Pasta with Eggplant, Tomato, and Ricotta

The fancy Italian name for this dish is “Pasta alla Norma,” and it involves mixing eggplant and pasta with tomatoes and ricotta cheese.  The result is a deliciously creamy and fresh pasta dish that tastes excellent with parmesian and basil. (Note: I use creamy ricotta, while the original Italian recipe calls for ricotta salata, a harder version of the cheese.)


  • 1 medium eggplant
  • 2 cloves garlic, pressed
  • 14 oz can chopped tomatoes
  • 1 onion, chopped coarsely
  • pinch of hot chili flakes
  • 8 oz (~250 g) pasta (I like spirals)
  • 1.5 oz (50 g) ricotta
  • large handful fresh basil leaves, chopped coarsely
  • salt and pepper to taste
  • olive oil for frying
  • grated parmesian


  1. Preheat oven to 400F/200C.  Trim the ends of the eggplant and slice lengthwise in half.  Cut small slices, about 1/4″ thick, and set aside.
  2. Coat a baking tray in non-stick spray, lay eggplant flat on tray surface, and spray the eggplant again with non-stick spray.  Alternatively you can toss the eggplant with a few T of olive oil.  Bake eggplant 15-20 minutes, flipping halfway through, until they are soft and slightly crispy.
  3. Heat up a large pot of water for the pasta.
  4. Meanwhile, in a large saucepan over medium heat, cook onions and garlic in 1 T olive oil until translucent, about 7 minutes.
  5. Add tomatoes (with juices), and simmer for 15 minutes, until sauce is reduced.

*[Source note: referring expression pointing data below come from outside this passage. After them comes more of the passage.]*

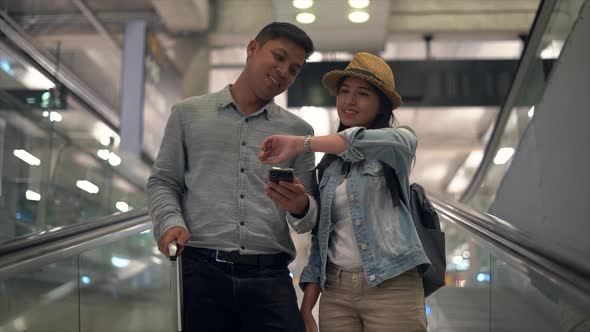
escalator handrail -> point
(37, 249)
(565, 272)
(529, 54)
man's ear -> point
(252, 46)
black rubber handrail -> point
(37, 249)
(568, 274)
(528, 57)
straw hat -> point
(370, 68)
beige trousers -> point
(349, 304)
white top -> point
(343, 249)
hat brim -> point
(331, 79)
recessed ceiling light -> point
(302, 4)
(305, 18)
(358, 4)
(358, 16)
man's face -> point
(273, 67)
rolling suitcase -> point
(176, 284)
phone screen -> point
(277, 174)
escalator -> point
(106, 274)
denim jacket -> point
(386, 236)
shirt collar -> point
(224, 99)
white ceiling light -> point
(103, 154)
(87, 186)
(105, 140)
(315, 57)
(531, 112)
(358, 4)
(27, 157)
(32, 196)
(122, 206)
(302, 4)
(120, 262)
(358, 17)
(503, 155)
(55, 117)
(305, 18)
(114, 160)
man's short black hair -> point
(288, 31)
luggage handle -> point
(176, 283)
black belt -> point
(234, 257)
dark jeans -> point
(234, 297)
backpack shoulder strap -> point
(392, 183)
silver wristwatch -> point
(307, 144)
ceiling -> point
(90, 33)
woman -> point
(365, 250)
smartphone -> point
(276, 174)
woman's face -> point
(357, 102)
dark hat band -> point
(364, 72)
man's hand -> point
(277, 148)
(178, 234)
(289, 196)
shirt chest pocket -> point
(372, 175)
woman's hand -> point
(278, 148)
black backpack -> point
(427, 227)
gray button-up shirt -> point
(207, 176)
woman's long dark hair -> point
(383, 119)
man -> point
(207, 192)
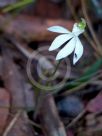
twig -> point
(12, 123)
(74, 121)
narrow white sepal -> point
(58, 29)
(78, 51)
(67, 50)
(76, 30)
(60, 40)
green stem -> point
(56, 68)
(17, 5)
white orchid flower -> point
(73, 42)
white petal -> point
(78, 51)
(59, 40)
(67, 50)
(76, 30)
(58, 29)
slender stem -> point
(17, 5)
(56, 68)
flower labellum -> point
(73, 45)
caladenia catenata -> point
(73, 42)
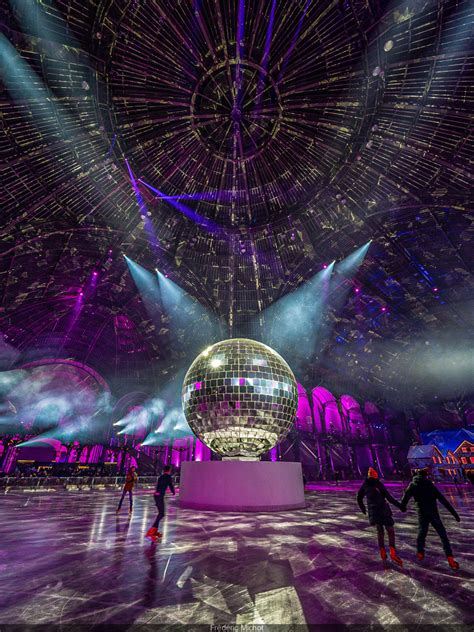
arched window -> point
(304, 418)
(353, 414)
(326, 411)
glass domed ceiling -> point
(251, 107)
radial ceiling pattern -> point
(276, 135)
(253, 105)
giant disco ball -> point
(240, 398)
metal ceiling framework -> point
(353, 123)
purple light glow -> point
(195, 217)
(143, 209)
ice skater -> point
(130, 482)
(164, 481)
(426, 496)
(380, 514)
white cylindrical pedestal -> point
(241, 485)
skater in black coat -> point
(380, 514)
(426, 496)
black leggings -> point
(160, 505)
(380, 536)
(423, 526)
(130, 496)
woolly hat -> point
(372, 473)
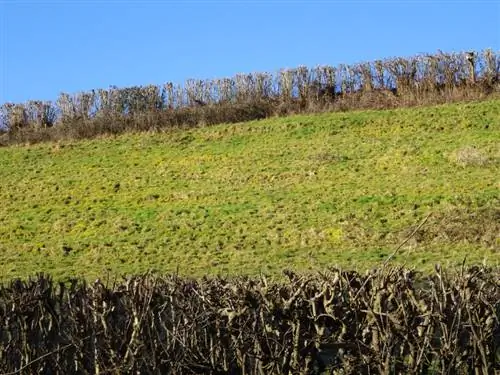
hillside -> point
(302, 192)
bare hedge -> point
(389, 83)
(387, 321)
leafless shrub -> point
(391, 320)
(418, 80)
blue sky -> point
(48, 47)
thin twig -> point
(406, 240)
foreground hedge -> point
(392, 320)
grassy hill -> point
(302, 192)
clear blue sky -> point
(48, 47)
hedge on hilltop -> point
(389, 83)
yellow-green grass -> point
(304, 192)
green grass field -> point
(303, 192)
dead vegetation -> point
(389, 83)
(391, 320)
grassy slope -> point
(299, 192)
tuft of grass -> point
(469, 156)
(303, 192)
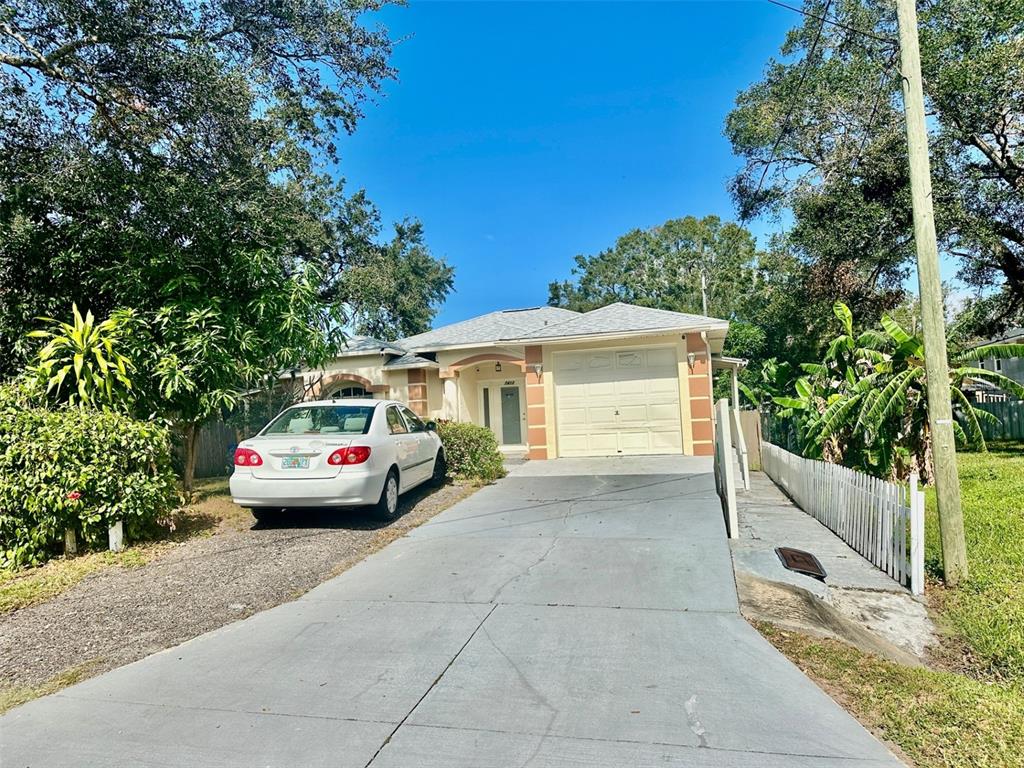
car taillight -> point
(351, 455)
(247, 458)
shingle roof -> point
(620, 317)
(368, 345)
(411, 360)
(506, 324)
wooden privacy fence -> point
(725, 474)
(1011, 416)
(884, 521)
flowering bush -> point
(471, 452)
(76, 468)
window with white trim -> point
(350, 390)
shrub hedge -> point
(77, 468)
(471, 452)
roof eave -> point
(724, 326)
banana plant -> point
(80, 363)
(865, 404)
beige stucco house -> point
(551, 382)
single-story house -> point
(550, 382)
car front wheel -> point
(386, 508)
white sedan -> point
(337, 454)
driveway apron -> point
(579, 612)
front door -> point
(511, 428)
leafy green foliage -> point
(77, 468)
(988, 611)
(163, 165)
(471, 452)
(82, 352)
(761, 292)
(662, 267)
(865, 403)
(822, 137)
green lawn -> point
(987, 612)
(938, 719)
(969, 711)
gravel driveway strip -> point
(119, 615)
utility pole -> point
(940, 419)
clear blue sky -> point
(522, 133)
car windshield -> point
(323, 420)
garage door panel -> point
(632, 388)
(634, 441)
(662, 357)
(600, 388)
(664, 413)
(637, 413)
(666, 386)
(620, 401)
(602, 416)
(572, 417)
(667, 442)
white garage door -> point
(617, 401)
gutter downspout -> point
(711, 377)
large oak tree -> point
(167, 158)
(822, 138)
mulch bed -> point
(119, 615)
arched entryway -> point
(493, 388)
(344, 385)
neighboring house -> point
(1012, 368)
(550, 382)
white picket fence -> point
(884, 521)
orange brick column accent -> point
(537, 431)
(701, 426)
(418, 391)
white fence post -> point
(723, 466)
(116, 537)
(873, 516)
(740, 441)
(916, 537)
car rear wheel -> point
(440, 470)
(386, 508)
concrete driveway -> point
(580, 612)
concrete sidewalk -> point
(578, 612)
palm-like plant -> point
(865, 404)
(83, 353)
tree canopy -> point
(761, 292)
(167, 165)
(168, 158)
(822, 137)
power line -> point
(800, 86)
(834, 23)
(875, 109)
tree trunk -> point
(190, 434)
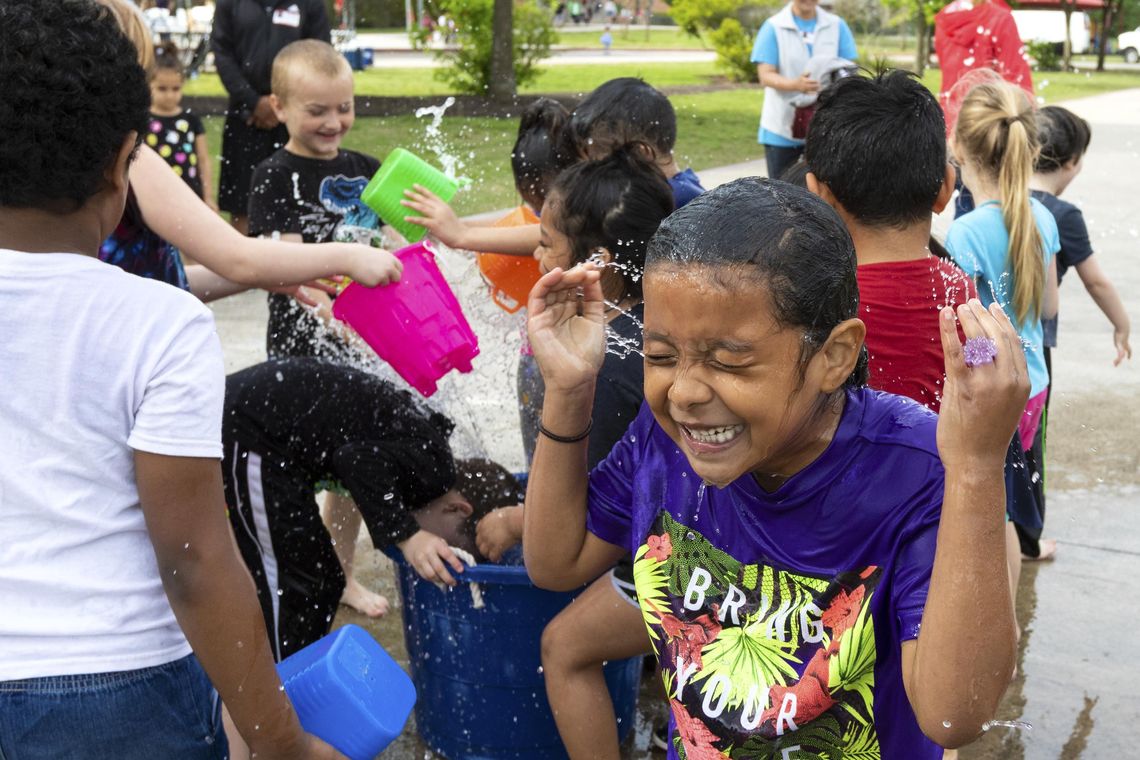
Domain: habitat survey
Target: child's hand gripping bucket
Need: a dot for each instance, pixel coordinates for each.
(398, 173)
(414, 325)
(349, 692)
(511, 277)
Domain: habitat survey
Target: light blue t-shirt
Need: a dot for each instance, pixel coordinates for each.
(766, 50)
(979, 244)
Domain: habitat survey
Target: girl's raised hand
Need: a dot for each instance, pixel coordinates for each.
(980, 403)
(436, 215)
(567, 326)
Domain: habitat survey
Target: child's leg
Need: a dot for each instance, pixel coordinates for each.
(286, 547)
(599, 626)
(342, 519)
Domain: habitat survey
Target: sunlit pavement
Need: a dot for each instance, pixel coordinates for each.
(1079, 673)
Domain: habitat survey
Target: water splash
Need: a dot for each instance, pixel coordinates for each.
(434, 140)
(1014, 725)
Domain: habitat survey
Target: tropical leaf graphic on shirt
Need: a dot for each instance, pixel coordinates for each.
(819, 740)
(861, 743)
(690, 550)
(746, 656)
(853, 665)
(652, 585)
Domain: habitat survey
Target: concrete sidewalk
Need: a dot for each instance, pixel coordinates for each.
(1077, 683)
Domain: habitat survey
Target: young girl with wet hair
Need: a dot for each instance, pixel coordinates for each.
(820, 565)
(1009, 240)
(603, 211)
(176, 133)
(1008, 244)
(537, 156)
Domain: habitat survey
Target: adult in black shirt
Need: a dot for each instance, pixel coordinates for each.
(246, 37)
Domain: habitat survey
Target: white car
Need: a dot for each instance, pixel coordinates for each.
(1040, 25)
(1129, 45)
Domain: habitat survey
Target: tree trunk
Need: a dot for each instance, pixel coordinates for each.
(921, 54)
(1067, 46)
(1107, 19)
(502, 86)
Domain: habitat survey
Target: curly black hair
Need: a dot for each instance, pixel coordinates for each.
(71, 91)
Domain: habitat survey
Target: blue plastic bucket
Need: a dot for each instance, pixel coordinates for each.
(349, 692)
(478, 672)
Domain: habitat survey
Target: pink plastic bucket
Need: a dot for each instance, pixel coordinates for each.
(415, 325)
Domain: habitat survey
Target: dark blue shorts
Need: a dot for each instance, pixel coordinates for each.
(165, 711)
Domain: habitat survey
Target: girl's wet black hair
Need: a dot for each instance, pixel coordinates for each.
(71, 91)
(780, 235)
(538, 153)
(623, 111)
(167, 57)
(615, 203)
(1064, 137)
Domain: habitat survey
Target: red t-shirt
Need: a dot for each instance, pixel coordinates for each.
(900, 302)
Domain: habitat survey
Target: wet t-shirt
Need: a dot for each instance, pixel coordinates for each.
(900, 302)
(318, 199)
(172, 138)
(779, 618)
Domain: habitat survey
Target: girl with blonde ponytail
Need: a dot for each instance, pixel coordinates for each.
(1009, 240)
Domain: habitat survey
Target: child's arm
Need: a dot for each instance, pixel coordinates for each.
(568, 334)
(1050, 299)
(959, 667)
(203, 574)
(176, 213)
(205, 170)
(1108, 300)
(498, 530)
(440, 220)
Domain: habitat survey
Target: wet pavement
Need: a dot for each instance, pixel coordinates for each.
(1077, 683)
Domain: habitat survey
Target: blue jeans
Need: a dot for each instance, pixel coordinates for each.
(165, 711)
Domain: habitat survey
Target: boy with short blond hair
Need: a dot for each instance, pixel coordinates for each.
(309, 190)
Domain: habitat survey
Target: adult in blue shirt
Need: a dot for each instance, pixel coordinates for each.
(797, 33)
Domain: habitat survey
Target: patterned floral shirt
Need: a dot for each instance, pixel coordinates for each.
(778, 618)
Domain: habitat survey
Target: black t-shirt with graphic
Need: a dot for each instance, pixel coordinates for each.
(318, 199)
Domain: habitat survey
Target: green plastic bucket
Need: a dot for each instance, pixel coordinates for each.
(398, 173)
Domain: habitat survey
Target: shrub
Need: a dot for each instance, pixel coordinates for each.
(469, 65)
(733, 51)
(1044, 54)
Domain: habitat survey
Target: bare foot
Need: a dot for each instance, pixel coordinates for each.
(365, 602)
(1048, 550)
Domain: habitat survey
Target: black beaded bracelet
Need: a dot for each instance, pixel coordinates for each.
(567, 439)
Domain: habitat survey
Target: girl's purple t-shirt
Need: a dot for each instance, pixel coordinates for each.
(778, 618)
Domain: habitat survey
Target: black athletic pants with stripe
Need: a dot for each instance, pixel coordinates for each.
(285, 545)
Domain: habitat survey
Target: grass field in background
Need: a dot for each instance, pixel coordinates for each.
(714, 128)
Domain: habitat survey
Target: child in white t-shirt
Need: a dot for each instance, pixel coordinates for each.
(115, 553)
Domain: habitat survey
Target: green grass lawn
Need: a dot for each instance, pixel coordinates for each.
(632, 38)
(714, 129)
(556, 78)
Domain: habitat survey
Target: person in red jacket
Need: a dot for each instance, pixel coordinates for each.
(972, 34)
(976, 41)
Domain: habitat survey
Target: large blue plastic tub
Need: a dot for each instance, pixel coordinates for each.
(347, 691)
(478, 672)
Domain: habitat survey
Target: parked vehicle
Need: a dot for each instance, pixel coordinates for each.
(1129, 46)
(1049, 26)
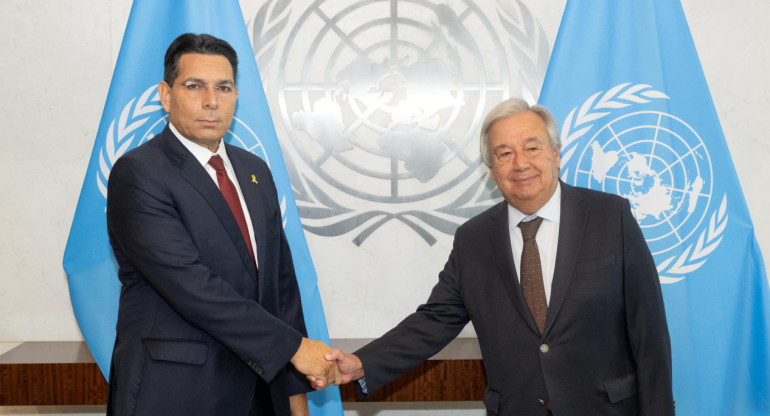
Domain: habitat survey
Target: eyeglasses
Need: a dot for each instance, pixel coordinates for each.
(196, 89)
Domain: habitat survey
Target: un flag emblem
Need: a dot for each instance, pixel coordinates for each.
(660, 164)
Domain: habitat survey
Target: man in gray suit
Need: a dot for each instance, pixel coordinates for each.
(558, 282)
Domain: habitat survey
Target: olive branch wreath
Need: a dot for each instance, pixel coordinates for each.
(581, 120)
(121, 136)
(531, 49)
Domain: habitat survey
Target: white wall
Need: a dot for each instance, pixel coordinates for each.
(57, 60)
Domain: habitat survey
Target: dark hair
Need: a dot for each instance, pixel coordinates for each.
(192, 43)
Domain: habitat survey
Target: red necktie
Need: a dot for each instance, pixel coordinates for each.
(532, 273)
(231, 196)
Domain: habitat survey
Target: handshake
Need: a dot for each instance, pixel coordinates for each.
(324, 366)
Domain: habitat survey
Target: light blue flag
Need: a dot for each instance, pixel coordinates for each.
(636, 119)
(132, 115)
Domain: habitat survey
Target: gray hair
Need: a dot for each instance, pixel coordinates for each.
(510, 108)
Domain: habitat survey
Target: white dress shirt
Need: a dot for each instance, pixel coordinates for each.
(203, 154)
(547, 237)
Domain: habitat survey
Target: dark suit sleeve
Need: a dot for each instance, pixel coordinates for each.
(646, 320)
(421, 335)
(152, 241)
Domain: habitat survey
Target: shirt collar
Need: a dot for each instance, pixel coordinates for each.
(201, 153)
(551, 211)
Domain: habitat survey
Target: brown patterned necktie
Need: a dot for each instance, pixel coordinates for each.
(532, 273)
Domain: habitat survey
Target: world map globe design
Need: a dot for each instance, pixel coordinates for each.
(660, 164)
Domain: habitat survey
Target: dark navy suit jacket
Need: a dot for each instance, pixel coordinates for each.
(196, 328)
(605, 349)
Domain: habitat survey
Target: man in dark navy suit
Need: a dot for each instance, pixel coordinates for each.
(559, 284)
(210, 319)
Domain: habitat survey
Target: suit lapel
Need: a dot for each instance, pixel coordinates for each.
(195, 174)
(500, 240)
(574, 216)
(252, 188)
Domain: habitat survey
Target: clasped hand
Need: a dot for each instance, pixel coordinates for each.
(348, 368)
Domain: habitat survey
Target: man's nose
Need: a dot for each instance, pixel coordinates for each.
(210, 99)
(519, 162)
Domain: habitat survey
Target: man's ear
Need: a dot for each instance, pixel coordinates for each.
(164, 91)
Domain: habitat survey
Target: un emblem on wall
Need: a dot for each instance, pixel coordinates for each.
(661, 165)
(382, 103)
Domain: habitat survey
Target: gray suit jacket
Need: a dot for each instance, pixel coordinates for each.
(605, 349)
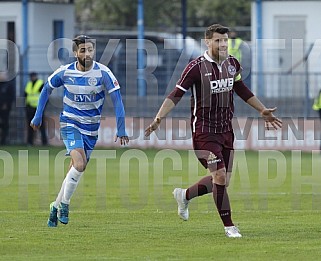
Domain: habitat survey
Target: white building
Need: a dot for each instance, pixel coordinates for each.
(290, 33)
(33, 25)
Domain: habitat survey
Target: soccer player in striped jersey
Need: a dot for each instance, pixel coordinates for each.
(85, 83)
(212, 78)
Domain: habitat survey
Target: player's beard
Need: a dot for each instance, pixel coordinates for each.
(86, 63)
(222, 55)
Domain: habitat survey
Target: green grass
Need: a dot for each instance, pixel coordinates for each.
(123, 208)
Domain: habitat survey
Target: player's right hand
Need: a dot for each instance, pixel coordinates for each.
(152, 127)
(35, 123)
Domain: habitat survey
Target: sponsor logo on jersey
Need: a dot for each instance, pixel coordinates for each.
(85, 97)
(222, 85)
(92, 81)
(212, 159)
(231, 69)
(71, 79)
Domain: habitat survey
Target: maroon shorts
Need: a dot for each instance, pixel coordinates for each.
(214, 150)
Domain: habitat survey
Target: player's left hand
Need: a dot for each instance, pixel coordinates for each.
(124, 140)
(152, 127)
(270, 119)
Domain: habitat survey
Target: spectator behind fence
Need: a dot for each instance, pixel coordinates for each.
(32, 94)
(317, 106)
(235, 45)
(7, 95)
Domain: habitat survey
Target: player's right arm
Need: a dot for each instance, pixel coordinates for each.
(54, 81)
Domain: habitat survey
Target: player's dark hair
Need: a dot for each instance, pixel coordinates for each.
(215, 28)
(80, 39)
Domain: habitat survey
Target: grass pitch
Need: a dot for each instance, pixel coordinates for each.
(123, 208)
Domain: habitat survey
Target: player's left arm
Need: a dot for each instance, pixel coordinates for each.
(43, 99)
(267, 113)
(113, 89)
(120, 117)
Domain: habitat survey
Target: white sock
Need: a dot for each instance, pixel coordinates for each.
(71, 182)
(60, 194)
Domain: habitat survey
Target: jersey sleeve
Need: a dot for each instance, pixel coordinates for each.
(56, 80)
(185, 82)
(109, 80)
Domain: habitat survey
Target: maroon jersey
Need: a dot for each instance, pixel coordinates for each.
(212, 86)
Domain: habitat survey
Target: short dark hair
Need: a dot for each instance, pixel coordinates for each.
(80, 39)
(33, 74)
(215, 28)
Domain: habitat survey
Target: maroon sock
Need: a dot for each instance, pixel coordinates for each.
(204, 186)
(222, 203)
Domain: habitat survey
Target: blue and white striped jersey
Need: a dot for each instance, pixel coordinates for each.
(84, 95)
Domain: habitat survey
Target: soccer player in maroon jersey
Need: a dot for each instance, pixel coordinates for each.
(212, 78)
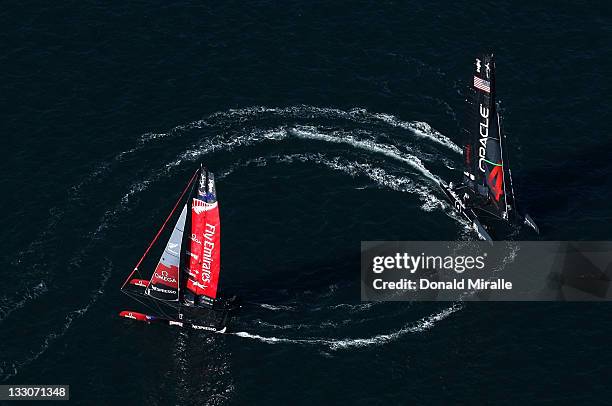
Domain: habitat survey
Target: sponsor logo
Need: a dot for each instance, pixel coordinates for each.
(200, 206)
(165, 277)
(169, 291)
(484, 135)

When done, remove from heat and stir in the basil.
  6. While the mixture is cooking, start to cook the pasta.  (You should try to time this so that the pasta and sauce are done at approximately the same time.)
  7. Drain the cooked pasta, then toss it with the tomato mixture, eggplant, and ricotta. Serve with grated parmesian.